I recently read Farming While Black: Soul Fire Farm’s Practical Guide to Liberation on the Land. Over the past few weeks, I’ve been combing through the book and blown away at all of the topics included. Each topic is centered around people of color, their contributions to agriculture, and the history of systemic discrimination in American agriculture.
The author, Leah Penniman, is the founder of Soul Fire Farm in New York. Her goal for the book was to create a manual “for African-heritage people ready to ready reclaim our rightful place of dignified agency in the food system”. Farming While Black also details her experiences as a farmer/activist, and how people with zero experience in gardening and farming can find real power and dignity through food. This comprehensive piece highlights topics including finding land and resources, restoring degraded land, healing from historical trauma, youth programming practices, and tangible ways for white people to build equitable authentic relationships with people of color and institutions/organizations led by people of color.

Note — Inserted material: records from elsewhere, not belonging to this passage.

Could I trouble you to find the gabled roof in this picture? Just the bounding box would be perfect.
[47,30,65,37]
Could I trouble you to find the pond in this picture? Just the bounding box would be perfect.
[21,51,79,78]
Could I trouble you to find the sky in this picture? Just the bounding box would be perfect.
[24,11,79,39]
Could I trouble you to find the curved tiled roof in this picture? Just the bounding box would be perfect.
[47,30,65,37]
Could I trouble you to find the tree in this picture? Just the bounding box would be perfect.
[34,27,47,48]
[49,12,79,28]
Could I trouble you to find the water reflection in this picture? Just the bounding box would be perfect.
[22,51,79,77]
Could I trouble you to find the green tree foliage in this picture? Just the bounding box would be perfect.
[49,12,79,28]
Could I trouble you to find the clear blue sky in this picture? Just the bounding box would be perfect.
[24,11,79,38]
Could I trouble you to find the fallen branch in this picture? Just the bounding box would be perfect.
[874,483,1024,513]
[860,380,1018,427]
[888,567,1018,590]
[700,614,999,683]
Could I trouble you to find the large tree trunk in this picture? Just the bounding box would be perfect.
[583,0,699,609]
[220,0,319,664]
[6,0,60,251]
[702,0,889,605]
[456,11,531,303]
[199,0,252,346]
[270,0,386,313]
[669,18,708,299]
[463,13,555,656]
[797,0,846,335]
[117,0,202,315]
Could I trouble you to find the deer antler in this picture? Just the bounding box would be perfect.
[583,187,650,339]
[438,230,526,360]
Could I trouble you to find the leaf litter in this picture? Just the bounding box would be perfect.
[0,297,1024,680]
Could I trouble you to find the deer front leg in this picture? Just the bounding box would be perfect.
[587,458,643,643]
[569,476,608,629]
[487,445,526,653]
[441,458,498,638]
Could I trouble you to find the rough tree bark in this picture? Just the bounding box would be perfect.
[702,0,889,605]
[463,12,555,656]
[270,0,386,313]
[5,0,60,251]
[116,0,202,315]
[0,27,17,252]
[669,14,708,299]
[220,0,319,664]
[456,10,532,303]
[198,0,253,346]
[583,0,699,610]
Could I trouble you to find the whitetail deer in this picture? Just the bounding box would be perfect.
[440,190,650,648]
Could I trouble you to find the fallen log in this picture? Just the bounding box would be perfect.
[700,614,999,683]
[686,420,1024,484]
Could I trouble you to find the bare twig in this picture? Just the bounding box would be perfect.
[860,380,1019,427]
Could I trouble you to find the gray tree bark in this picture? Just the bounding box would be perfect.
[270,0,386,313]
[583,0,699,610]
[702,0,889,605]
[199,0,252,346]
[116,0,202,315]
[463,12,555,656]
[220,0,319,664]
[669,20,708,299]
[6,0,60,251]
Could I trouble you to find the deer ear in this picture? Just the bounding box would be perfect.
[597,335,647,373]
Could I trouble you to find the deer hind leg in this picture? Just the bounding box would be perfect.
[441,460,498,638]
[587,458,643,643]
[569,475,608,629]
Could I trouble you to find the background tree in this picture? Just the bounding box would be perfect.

One of my favorite quotes can be found in the introduction and sets the tone for the book. “To farm while Black is an act of defiance against white supremacy and a means to honor the agricultural ingenuity of our ancestors.” To me, this quote highlights the importance of acknowledging not just the legacy of slavery and plunder of black and brown people in America, but the innovation, perseverance, contributions by people of color that helped advance American agriculture and our food systems.